A new crop of fashion-forward NFL hats, shirts, leggings, and more will be turning heads at Super Bowl parties this year. What’s more, these splashy designs were hatched by FIT students.
Hoping to cater to a younger, more diverse fan base, the National Football League teamed up with FIT to develop new concepts for fashion-forward merchandise for all 32 football teams in the league. The collaboration was open to students in the Creative Technology minor, an innovative curriculum that equips students from a range of majors with skills in media design, digital culture, and cutting-edge technologies.
“We didn’t want this to be just a contest,” says C.J. Yeh, professor and assistant chair of Communication Design and coordinator of the Creative Technology minor. “It’s not about winning the prize; it’s an opportunity for guided experiential learning.” Throughout the 2016–17 academic year, Yeh and Christie Shin, assistant professor of Communication Design and assistant coordinator of the Creative Technology minor, taught the 24 participants best practices in research methodology, visual branding techniques, and presentation skills.

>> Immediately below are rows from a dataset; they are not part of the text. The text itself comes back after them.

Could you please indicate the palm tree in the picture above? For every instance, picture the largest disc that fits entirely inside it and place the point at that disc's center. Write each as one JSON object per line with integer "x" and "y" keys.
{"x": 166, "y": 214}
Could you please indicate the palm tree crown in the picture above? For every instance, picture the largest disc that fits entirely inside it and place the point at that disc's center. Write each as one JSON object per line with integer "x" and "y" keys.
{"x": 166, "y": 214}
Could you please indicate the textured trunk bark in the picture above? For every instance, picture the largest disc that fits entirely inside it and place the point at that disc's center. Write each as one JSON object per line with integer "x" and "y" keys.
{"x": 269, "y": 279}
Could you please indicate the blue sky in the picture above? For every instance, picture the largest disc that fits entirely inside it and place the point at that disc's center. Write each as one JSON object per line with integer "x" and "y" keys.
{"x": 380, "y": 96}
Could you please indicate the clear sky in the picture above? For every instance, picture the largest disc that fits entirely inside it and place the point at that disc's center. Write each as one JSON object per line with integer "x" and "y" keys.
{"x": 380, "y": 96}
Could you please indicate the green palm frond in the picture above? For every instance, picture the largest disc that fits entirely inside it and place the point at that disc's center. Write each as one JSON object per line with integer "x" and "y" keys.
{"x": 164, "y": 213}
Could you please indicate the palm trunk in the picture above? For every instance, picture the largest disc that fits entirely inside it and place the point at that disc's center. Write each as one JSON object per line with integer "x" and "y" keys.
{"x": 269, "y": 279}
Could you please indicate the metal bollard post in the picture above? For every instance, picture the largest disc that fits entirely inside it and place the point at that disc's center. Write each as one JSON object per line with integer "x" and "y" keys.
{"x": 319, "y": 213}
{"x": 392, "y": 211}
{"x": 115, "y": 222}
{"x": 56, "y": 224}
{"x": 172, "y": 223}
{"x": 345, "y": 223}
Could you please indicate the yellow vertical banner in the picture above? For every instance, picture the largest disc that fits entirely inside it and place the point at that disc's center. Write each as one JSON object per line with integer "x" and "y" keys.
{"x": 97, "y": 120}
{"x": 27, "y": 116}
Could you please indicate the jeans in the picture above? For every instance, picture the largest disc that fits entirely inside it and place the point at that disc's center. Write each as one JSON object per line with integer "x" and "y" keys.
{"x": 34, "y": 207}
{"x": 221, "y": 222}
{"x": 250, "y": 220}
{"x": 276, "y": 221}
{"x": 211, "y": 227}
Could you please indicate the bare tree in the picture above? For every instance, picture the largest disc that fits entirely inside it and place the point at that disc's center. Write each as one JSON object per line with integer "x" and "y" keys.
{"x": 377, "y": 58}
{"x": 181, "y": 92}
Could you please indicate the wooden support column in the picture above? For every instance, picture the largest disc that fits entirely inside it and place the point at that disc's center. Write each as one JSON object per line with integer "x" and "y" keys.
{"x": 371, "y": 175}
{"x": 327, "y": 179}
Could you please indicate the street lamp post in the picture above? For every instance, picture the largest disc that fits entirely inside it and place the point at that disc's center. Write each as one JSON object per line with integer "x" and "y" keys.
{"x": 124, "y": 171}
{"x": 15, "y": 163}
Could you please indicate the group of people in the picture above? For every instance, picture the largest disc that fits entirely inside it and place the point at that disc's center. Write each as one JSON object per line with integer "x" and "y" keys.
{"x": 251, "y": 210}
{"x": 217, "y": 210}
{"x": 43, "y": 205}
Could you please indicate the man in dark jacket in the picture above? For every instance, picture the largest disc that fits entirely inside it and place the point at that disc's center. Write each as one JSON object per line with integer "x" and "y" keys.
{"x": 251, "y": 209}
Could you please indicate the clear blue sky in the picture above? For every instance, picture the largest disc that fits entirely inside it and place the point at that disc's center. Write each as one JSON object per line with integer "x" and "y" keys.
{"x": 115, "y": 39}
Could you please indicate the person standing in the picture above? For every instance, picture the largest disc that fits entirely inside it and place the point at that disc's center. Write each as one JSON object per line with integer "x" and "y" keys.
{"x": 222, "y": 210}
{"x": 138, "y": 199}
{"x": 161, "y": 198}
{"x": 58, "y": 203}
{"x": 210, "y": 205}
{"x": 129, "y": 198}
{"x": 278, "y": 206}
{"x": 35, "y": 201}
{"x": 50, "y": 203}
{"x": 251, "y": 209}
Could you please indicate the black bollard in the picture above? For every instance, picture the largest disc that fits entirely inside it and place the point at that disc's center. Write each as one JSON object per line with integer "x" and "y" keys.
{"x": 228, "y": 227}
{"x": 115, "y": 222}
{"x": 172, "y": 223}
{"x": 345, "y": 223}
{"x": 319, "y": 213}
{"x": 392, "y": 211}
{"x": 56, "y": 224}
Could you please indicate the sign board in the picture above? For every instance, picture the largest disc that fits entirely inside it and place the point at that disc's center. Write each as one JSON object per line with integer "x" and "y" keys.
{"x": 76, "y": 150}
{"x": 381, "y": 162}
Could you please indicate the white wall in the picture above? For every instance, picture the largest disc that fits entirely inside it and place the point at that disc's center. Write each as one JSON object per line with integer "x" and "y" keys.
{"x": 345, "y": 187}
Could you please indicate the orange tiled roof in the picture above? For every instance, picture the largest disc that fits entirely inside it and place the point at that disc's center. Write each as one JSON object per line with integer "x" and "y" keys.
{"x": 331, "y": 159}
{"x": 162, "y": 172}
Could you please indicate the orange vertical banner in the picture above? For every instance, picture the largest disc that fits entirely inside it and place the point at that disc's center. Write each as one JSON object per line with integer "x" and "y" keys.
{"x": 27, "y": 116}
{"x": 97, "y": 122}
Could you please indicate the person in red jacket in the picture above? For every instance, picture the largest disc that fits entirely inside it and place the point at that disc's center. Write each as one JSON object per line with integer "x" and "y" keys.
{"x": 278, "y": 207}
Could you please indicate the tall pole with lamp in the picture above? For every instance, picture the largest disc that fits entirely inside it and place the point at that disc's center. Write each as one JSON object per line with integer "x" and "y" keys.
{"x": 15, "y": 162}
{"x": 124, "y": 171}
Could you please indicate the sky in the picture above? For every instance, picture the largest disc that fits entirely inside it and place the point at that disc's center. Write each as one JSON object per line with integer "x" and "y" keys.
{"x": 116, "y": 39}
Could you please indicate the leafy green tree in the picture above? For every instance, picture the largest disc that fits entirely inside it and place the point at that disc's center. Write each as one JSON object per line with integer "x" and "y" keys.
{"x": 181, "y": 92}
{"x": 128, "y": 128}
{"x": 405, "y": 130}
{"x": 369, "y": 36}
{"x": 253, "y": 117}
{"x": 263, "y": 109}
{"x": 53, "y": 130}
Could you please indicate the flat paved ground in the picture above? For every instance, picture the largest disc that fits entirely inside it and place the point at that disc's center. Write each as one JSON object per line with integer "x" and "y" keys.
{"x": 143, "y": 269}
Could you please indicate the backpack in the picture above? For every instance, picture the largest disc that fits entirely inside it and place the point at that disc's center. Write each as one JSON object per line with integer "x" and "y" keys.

The students came from varied design majors—Advertising Design, Graphic Design, Interior Design, Visual Presentation and Exhibition Design, and more—but none had much experience with football. When they visited NFL headquarters to learn about the history of the sport and the passion of the fans, Yeh says, “They were asked, ‘If you’re an NFL fan, raise your hand.’ No one moved.”
The participants were divided into six interdisciplinary teams. They researched the sport and the market extensively, crafted a flexible design concept, and applied it to each NFL team. At each stage, they presented their work.
“I anticipated we’d see some cool and different graphics,” she says. “I never could have anticipated how professional and creative and forward-thinking the students were going to be. My committee was just blown away.”
The winning team, announced in April 2017, was Quicksnap, which deconstructed and reconstructed the logos to emphasize their colors and organic shapes. The four students shared a $15,000 prize; the runner-up team, Sundrae, won $5,000, as did the People’s Choice Award–winning team, Blitz. The other students were each given $300 for participating.
“It wasn’t at all an easy decision,” Madden says. “Quicksnap was so different and innovative. We hadn’t seen anything like it before, and the team were consummate professionals.”
The products are sold at NFLshop.com/FIT and at three stadium stores—where the Miami Dolphins, Minnesota Vikings, and Seattle Seahawks play. This spring, Target will also carry a selection of apparel and tailgating necessities. The line will continue to expand in the next few years; Madden has not ruled out the possibility of bringing in the other teams’ designs.
“This is something we foresee being long-term,” Madden says. “We want to carry these graphics year after year.”
“If people see someone in a crowd with this stuff, they’re going to freak out,” said designer Cynthia Rowley, who appeared at the launch event on November 28. “It’s recognizable, and it’s something you’ve never seen before. I really think it’s amazing.”